Re: How does COB works on HDHP
Thanks so much for the advice. Everything is useful and 2 points that I am definitely taking. Getting the health and welfare information that is company provided support, I just subscribed to a company training for new parents in July 2nd, good thing that you pointed it out. Second one if that we made sure the service provider is in my wife’s insurance network I didn’t check mine, I will do that next. Same I will do to choose the Hospital for the birth.water2357 wrote: ↑Wed Jun 23, 2021 10:56 pm You need to talk to both of your employers' benefits departments and both of your insurance companies now. Anything could happen at any time, so don't wait. Find out how your wife and the baby's claims will be handled for prenatal, delivery and postnatal care. And most important, make sure the child is signed up on all the policies you have before the end of the first 30 days after birth. If you don't get the child signed up before that time period ends, the child will have a gap in coverage and that can be devastating if the child needs neonatal intensive care (NICU). NICU care for even short periods of time adds up fast, it can quickly amount to millions of dollars.
The rules governing coordination of benefits are decided by the insurance companies (or if the "insurance" claims are paid by your employer (self-funding), the employer may have some input), the rules should be written into your employer's health insurance plan policy. Contact your benefits department at work or your HR department and get a copy of each of your employers health insurance benefit plans. If you can't get the information, contact the Department of Labor. Health and Welfare plans are subject to federal law and Health Insurance is subject to both federal and state law.

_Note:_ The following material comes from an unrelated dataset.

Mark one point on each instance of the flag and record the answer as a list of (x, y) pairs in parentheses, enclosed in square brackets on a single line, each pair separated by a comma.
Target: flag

You arepotentially dealing with two legal documents for each employer, one is the underlying "insurance" that your employer purchased from an insurance company for its employees (or is self-funding with an insurer acting as administrator) and a second document that is the employer provided Health and Welfare benefit plan. The HW benefit plan outlines who is eligible for coverage by the employer among other things, the employer insurance policy (contract) with an insurer outlines what services are covered, cost sharing, networks, etc. It''s possible that all you need to know is covered in one document but employer coverage is not like individual coverage. In Individual coverage, you take out the policy (contract) directly with the insurer and the insurer provides you with a copy of that policy detailing everything about your coverage. With employer coverage it can be harder to get a written copy of the details of your coverage since your employer is in between you and the insurer, particularly if your plan is self-funded.
Pay particular attention to networks. You want to make sure you choose both facilities and physicians that are in-network so you don't get hit with huge balance billing fees. Balance billing occurs when you go out of network and your policy allows the out of network providers to bill you for the difference between what the insurer will pay (allow) for a particular service and what the provider actually charges. Out of network you can get stuck for these balance billing charges. As stated by others, read the contracts, ask the insures questions, ask your employers questions, but reading the contracts yourself will provide the most reliable information (or at least read it and then ask questions).
And report all available coverage to all of your insurers up front, before there are any claims, this allows the insurers to actually set up coordination of benefits between insurers.
Possibly Mass. has more regulations on what insurers and employers must do to provide information and benefits, it may be that your state has laws about balance billing, but be sure to find out all the "gotchas" now.
And COB rules are the same across the board, they don't differ just because a plan is considered an HDHP. HDHP just allows you to open an HSA.